According to the report, Light Distillates and Jet/Kerosene are most impacted in refined products. While driving demand picks up during the month of Ramadan and US driving season, lockdowns could impact the seasonal demand growth.
The report also noted that more Vacuum Gas Oil (VGO) is made available for bunker pool as refineries reduce secondary throughputs, indicating significant reduction in crude throughputs at key refining centers. Indian refiners have announced reduction of around 30%. The only exception is China, where refining throughputs are expected to increase by around 10% in April.
The Time Charter Equivalent (TCE) for the major Middle-East to China route was trading at $35,400 per day on 09th March, before it surged to almost 8 times its daily rate within a week to $273,000 per day on 16th March. The production cut following the marathon OPEC meeting is being planned in three phases. The first phase covers a potential cut of 9.7 million bpd from OPEC+ for the months of May and June 2020, the second phase includes a potential cut of 7.7 million bpd from OPEC+ from July till December 2020, while the third phase outlines a potential cut of 5.8 million bpd from OPEC+ from January 2021 till April 2022 this is subject to review in December 2021.
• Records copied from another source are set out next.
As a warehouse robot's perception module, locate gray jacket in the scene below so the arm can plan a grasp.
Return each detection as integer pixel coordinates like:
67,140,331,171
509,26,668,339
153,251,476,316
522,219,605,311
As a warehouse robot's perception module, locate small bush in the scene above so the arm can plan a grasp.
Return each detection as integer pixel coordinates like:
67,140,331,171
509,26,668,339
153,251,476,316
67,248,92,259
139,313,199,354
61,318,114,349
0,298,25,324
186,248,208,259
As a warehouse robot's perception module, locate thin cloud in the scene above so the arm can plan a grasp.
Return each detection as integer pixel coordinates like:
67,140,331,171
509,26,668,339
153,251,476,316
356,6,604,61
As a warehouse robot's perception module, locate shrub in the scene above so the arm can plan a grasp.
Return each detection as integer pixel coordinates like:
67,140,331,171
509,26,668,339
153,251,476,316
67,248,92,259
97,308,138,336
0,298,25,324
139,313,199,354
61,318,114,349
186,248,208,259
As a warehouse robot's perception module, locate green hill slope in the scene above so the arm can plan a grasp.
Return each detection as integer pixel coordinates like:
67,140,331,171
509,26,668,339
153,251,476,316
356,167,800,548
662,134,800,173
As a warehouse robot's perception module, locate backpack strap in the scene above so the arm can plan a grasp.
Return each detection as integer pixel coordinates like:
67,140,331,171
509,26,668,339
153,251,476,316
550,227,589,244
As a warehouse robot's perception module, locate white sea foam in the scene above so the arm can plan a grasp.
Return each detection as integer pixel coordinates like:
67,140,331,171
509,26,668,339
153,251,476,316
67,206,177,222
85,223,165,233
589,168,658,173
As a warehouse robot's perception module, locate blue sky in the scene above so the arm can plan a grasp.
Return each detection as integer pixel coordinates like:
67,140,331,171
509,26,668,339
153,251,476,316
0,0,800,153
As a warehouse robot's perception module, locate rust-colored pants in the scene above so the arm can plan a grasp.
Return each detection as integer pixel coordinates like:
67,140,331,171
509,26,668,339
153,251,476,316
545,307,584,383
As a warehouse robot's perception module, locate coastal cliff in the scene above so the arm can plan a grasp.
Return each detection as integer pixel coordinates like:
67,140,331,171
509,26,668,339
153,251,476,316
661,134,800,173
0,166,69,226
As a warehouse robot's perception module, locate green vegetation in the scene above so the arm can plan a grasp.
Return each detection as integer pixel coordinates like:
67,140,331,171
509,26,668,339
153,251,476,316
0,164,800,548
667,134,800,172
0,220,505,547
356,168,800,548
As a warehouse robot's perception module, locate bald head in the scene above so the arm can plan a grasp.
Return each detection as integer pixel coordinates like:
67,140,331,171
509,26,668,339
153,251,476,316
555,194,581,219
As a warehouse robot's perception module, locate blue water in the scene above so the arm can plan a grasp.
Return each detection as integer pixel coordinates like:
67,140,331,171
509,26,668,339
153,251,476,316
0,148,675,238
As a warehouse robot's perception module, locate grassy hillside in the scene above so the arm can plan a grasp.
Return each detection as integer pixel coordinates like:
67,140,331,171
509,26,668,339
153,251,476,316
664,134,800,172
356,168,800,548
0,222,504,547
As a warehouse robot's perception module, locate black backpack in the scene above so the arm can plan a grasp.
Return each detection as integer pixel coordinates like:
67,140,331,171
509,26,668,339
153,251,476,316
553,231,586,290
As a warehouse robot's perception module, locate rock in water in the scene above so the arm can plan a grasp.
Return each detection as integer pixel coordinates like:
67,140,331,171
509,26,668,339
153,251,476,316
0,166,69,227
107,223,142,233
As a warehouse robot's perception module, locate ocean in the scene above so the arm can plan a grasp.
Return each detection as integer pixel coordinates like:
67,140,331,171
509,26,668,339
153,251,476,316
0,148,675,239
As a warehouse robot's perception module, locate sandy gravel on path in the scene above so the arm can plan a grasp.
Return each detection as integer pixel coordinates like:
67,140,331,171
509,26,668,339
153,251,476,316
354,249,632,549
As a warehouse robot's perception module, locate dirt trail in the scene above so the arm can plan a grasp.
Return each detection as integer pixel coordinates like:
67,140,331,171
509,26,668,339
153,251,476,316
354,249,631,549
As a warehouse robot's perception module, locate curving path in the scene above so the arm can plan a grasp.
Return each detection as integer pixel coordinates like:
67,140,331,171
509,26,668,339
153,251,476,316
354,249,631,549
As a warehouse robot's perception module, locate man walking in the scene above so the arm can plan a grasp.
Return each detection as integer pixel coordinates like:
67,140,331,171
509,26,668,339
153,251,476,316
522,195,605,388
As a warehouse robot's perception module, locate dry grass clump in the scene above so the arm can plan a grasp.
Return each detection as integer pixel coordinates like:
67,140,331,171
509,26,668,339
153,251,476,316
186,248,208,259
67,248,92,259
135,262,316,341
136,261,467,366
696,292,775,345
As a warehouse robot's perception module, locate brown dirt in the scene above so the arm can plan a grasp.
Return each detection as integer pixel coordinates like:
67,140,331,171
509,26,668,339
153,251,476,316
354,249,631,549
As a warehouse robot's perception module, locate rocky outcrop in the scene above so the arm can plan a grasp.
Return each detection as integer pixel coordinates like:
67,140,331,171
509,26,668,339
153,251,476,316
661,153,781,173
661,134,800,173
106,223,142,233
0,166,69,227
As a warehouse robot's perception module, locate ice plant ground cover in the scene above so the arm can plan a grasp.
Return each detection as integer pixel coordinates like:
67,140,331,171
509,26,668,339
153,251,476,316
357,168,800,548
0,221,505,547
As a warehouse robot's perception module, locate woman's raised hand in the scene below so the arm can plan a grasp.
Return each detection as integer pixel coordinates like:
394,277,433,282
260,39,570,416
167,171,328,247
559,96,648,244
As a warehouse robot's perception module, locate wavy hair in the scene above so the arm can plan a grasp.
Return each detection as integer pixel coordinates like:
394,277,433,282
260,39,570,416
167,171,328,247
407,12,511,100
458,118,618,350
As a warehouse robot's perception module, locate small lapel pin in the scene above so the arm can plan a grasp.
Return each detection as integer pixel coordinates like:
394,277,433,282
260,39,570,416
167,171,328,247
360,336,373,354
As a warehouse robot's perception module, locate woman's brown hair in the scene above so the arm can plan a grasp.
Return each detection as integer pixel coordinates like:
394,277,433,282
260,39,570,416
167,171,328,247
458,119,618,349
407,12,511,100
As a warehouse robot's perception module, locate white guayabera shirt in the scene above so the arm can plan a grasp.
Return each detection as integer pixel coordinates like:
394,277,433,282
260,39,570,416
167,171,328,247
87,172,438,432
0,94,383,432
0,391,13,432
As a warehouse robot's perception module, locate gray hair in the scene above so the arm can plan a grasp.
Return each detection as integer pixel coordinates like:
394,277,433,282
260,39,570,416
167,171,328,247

“OPEC+ meeting outcome shows reduction in output may not be in line with market expectations and forecasts of demand destruction due to the virus. The first phase reduction of 9.70 million bpd for OPEC+ members translates to 6.1 million bpd from OPEC based on October 2018 production levels. But, the net reduction from OPEC is only about 4 million bpd when compared to Q1 2020 average production from the group,” said Ranjith Raja, Oil Research Manager, Middle East and North Africa, Refinitiv.
He noted that with a cure/vaccine for the virus still under development and countries yet to figure out the right balance between lockdowns and forsaking economic growth, oil demand recovery remains uncertain. Demand for transportation fuel, especially Gasoline and Jet fuel are likely to remain under pressure even as lockdown gets relaxed as people would curb non-essential personal and business travel.
Raja explained that the meeting generated frenzied interest and hopes of a significant production cut, on closer inspection the cuts may not be in line with the market expectations. “These cuts are not expected to make any significant difference to the current oil market balance and although the headlines would help and support the bulls for a short term recovery in prices, it is highly likely that this production agreement has already been factored by the market and as the supply keeps exceeding the loss of demand for the near future, this is certainly expected to keep a cap on any potential upward trend to the oil prices. Also, the barrels taken into commercial storage, when released could increase the plateau of recovery,” he pointed out.
The markets opened weaker on Monday (13th April) morning trade with Brent trading at $31.38/bbl, down 0.3% and WTI at $22.93/bbl, up by 0.7%. The lack of enthusiasm in the prices indicate how the OPEC decision has been taken by the market which for all purposes has already factored the supply surplus till at least Q3 2020, before demand starts to pick up. Saudi Arabia announced its Official Selling Prices (OSPs) following the OPEC agreement for crude sales in May, where prices for their flagship Arab Light crude oil has been reduced to Asia, increased to the US and kept unchanged to Northwest Europe.